The crowd dispersed some time later, leaving Sanjay unconscious in a pool of blood, with a deep cut on his arm, a slit snaking across a cheekbone, and a red knot on his forehead. His neighbors recalled seeing him lying unconscious on a woodpile. The police, when they finally arrived, recommended that he be taken to the hospital.
Sanjay would spend five days in a hospital bed. He had always been a small and quiet man, but when he returned to the village, he was somehow smaller and quieter. He took to slipping in and out in the half-light, trying to avoid crossing paths with the men who had beaten him.
“Anyone who has beaten you in the night can do it again,” he said.
Geeta, too, had lost her swagger. When people asked about Sanjay, she told them that he had fallen off the roof. She denied that she had been trapped in the house with the other women. She was no longer eager to boast about her campaign against the village council.
“They are powerful,” she said. “They are stronger. They beat us up like dogs.”
On the day Sanjay was discharged, Roshan was lounging with his male relatives on a rope cot outside the temple. The heat was soporific, and beside them, two buffaloes nosed through a pile of dung, quietly grunting.
All told, it had been an expensive night, Roshan said. To avoid criminal charges, he had had to pay 3,000 rupees for Sanjay’s medical care and an additional 4,000 to ensure there would be no investigation. But it was worth it, they all agreed.

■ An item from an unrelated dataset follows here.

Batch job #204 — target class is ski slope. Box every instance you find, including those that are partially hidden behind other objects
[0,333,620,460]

Even Roshan’s concession — allowing the women of the village to return to work in the factories — had turned out in his favor. Though the Nat women had headed out almost immediately, nearly all of the factories were now shuttered: China had closed its markets to Indian meat, and Brazil’s currency had declined so sharply that its meat was now cheaper than Indian buffalo.
So that was that. No one was hiring.
Roshan could not help preening a little. “See, in our community, a woman is a woman and a man is a man,” he said. “This is what it is here. Women have lower status and men have higher status.” If any more women propose to challenge that principle, he said, “we will quietly, politely tell them this is not a good thing.”
And that night, as the sun slipped down over the sugar cane, Roshan and the others laughed and laughed.